フジ住 <日足> 「株探」多機能チャートより

―国交省「認定制度」導入で中古住宅販売増加に期待、関連株に商機到来も―

  中古住宅の市場活性化に向けた動きが本格化しようとしている。国土交通省の有識者検討会は2月28日、高品質の中古住宅を対象にした認定制度案をまとめ、一定の基準を満たす住宅に「安心R住宅」というマークを付与する考えを固めた。「古くて汚い」という中古住宅に対するイメージを刷新するのが狙いで、これにより市場活性化が実現すれば、関連する銘柄へのビジネスチャンスも拡大しそうだ。

●中古住宅の市場は全体の15%前後

 国土交通省の「平成27年度 住宅経済関連データ」によると、持ち家として取得した中古住宅数は、2013年は「一戸建て・長屋建て」が8万7000戸、「共同住宅・その他」が約8万2000戸で、全体では16万9000戸だった。ここ数年では多少の増減はあるものの、16万戸台後半から17万戸台前半で安定して推移している。

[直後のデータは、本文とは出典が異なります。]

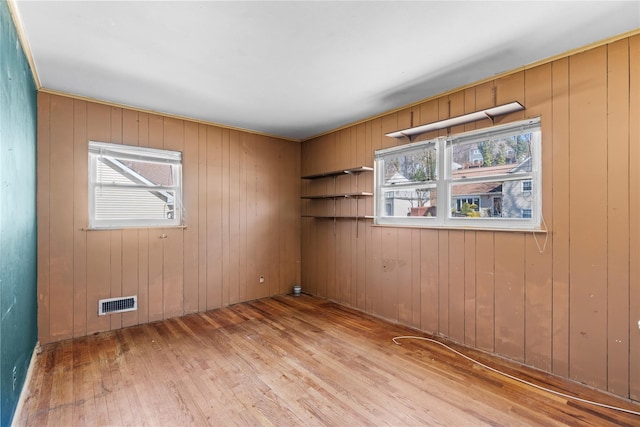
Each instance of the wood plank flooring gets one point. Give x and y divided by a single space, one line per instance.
289 361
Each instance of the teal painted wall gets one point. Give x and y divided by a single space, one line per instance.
18 239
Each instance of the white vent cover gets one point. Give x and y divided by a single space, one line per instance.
117 305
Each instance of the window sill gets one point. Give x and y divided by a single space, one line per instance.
134 227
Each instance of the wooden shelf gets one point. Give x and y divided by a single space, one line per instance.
352 171
357 195
338 216
339 196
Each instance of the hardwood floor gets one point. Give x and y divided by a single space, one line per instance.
289 361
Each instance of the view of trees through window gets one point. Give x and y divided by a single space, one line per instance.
490 177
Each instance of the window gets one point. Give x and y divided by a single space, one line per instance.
488 178
134 186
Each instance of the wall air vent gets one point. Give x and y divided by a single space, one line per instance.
117 305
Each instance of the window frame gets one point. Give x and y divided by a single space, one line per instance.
120 152
445 181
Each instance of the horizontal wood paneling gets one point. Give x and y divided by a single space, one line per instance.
566 302
241 194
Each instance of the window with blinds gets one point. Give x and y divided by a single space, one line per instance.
133 186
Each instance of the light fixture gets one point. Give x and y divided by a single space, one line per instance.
488 113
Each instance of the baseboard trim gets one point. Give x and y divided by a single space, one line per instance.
25 387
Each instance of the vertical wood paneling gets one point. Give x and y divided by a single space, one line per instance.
172 270
588 233
80 216
116 235
98 242
130 238
173 245
252 217
538 254
156 256
202 217
235 195
429 280
143 237
214 218
443 281
509 295
405 279
43 153
225 204
485 291
61 214
456 286
618 218
572 309
191 195
130 272
559 240
470 288
416 288
634 207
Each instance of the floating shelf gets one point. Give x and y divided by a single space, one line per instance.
352 171
338 216
339 196
356 195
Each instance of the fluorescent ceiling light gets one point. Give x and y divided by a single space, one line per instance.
489 113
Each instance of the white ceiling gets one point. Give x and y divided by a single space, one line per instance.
298 68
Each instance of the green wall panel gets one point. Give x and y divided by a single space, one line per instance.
18 239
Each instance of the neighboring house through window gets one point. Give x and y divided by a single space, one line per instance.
445 182
133 186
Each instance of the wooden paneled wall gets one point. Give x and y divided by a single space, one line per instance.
242 206
567 302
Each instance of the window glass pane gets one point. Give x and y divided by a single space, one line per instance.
120 171
410 202
495 199
121 203
506 154
412 167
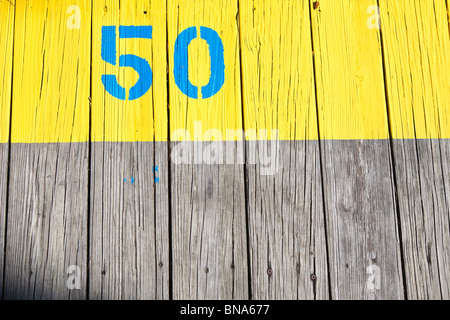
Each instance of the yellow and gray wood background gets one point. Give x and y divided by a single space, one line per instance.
363 116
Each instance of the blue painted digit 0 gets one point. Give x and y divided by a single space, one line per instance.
216 53
142 67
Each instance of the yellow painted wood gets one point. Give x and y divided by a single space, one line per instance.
144 119
223 111
349 73
51 72
417 53
277 68
6 48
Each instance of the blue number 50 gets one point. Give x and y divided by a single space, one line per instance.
139 64
216 52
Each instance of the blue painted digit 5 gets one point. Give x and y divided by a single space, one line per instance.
139 64
216 53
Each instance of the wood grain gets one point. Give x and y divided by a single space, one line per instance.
286 223
357 174
209 228
47 213
416 44
6 61
129 239
285 207
208 200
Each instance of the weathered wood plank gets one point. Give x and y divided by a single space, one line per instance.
47 221
208 200
209 227
47 213
416 44
129 239
358 183
287 231
129 221
285 206
6 47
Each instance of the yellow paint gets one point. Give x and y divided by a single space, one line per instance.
144 119
417 51
349 72
224 110
6 48
52 70
277 65
51 73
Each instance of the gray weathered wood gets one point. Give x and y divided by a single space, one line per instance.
209 228
3 187
422 174
286 223
361 219
129 239
47 220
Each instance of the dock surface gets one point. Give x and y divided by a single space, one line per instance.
212 149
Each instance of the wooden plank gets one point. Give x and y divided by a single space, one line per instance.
6 46
47 213
286 217
208 200
358 184
416 44
129 239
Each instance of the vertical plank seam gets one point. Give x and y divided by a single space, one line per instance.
9 156
169 145
320 154
88 231
392 161
246 188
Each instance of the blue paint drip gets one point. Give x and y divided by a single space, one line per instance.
181 68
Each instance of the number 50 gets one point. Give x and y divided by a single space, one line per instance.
142 67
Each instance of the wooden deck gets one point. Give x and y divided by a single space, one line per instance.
94 205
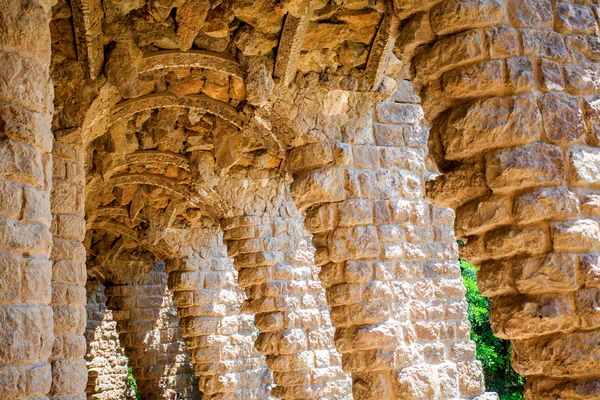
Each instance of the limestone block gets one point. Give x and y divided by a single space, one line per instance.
31 238
450 52
563 119
575 18
470 378
389 135
491 123
530 13
317 187
21 162
509 242
477 79
584 166
531 165
482 215
503 41
527 317
567 355
578 236
495 278
544 44
11 200
122 68
555 204
582 78
27 334
310 156
398 113
590 268
587 302
465 183
417 382
19 381
553 273
69 376
453 16
23 125
552 76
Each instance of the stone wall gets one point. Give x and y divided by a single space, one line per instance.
105 358
148 330
26 321
510 88
388 257
222 137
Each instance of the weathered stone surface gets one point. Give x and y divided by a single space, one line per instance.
458 15
530 165
491 123
458 187
552 204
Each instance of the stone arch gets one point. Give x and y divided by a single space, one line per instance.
388 257
219 334
512 121
273 255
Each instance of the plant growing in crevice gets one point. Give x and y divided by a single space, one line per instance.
132 385
493 353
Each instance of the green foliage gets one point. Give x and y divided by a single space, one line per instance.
493 353
132 385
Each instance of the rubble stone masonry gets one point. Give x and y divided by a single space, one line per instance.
261 199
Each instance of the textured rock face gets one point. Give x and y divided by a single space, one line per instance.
275 158
515 99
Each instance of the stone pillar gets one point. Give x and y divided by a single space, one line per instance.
69 374
388 257
510 87
105 357
218 335
274 258
26 95
149 330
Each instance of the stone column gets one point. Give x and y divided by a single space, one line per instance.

 一方、新設着工戸数に対する既存住宅取引戸数の割合は、09年に17.6%のピークを迎えた後、徐々に減少し、13年は前年比マイナス0.2ポイントの14.7%となっている。米国(83%)、英国(87%)、フランス(68%)など他の先進国と比べて著しく低いのは、新築住宅を好む人が多い国民性があるといわれている。

●深刻化する空き家問題

 中古住宅の流通規模拡大が鈍い一方で、年々深刻化しているのが空き家問題だ。

 総務省統計局の「平成25年住宅・土地統計調査(速報集計)」によると、13年の全国の空き家数は820万戸と、5年前に比べて63万戸(8.3%)増加し、空き家率(総住宅数に占める割合)は13.5%と同0.4ポイント上昇して過去最高となったという。野村総合研究所では、33年に空き家が2100万戸を超え、総住宅数に占める割合が30%に達すると予想している。

 空き家は適切な管理がなされていないものも多く、火災の発生原因となることがあるほか、犯罪に使われたり、景観や周辺の衛生の悪化にもつながりかねない。これらを解消するためにも、中古住宅の流通の活性化が重要となっている。

 このため国土交通省では、前述のような高品質の中古住宅を対象にした認定制度創設に乗り出し、「安心R住宅」で一定のお墨付きを与える方針だ。同制度は今年度中にも本格的な運用を始める予定で、買い手が安心して取り引きできる環境が整うことになる。これにより、中古住宅市場が一気に活性化するとの期待が強まっている。

●中古住宅の販売実績が多いフジ住宅

 今後、ハウスメーカーの中にも中古住宅の再生に注力する企業も増えてくるとみられるが、当面、優位に立つのは実績の多い企業だろう。

 全国的にも中古住宅の買い取り・再販の実績が多いのが大阪を地盤とするフジ住宅 <8860> だ。同社では中古のマンションや戸建てを買い取り、リフォームしたのちに販売する「買取再販」事業を展開しており、中古物件を買い取る量とスピードに強みがある。16年3月期の買取再販物件の年間販売件数は1500戸強で全国トップクラス。また、中古マンションの買取再販専門のインテリックス <8940> や、入居者がいるマンションを買い取り、空き部屋になり次第リフォームして売却する独自モデルのスター・マイカ <3230> [東証2]なども販売戸数が多い。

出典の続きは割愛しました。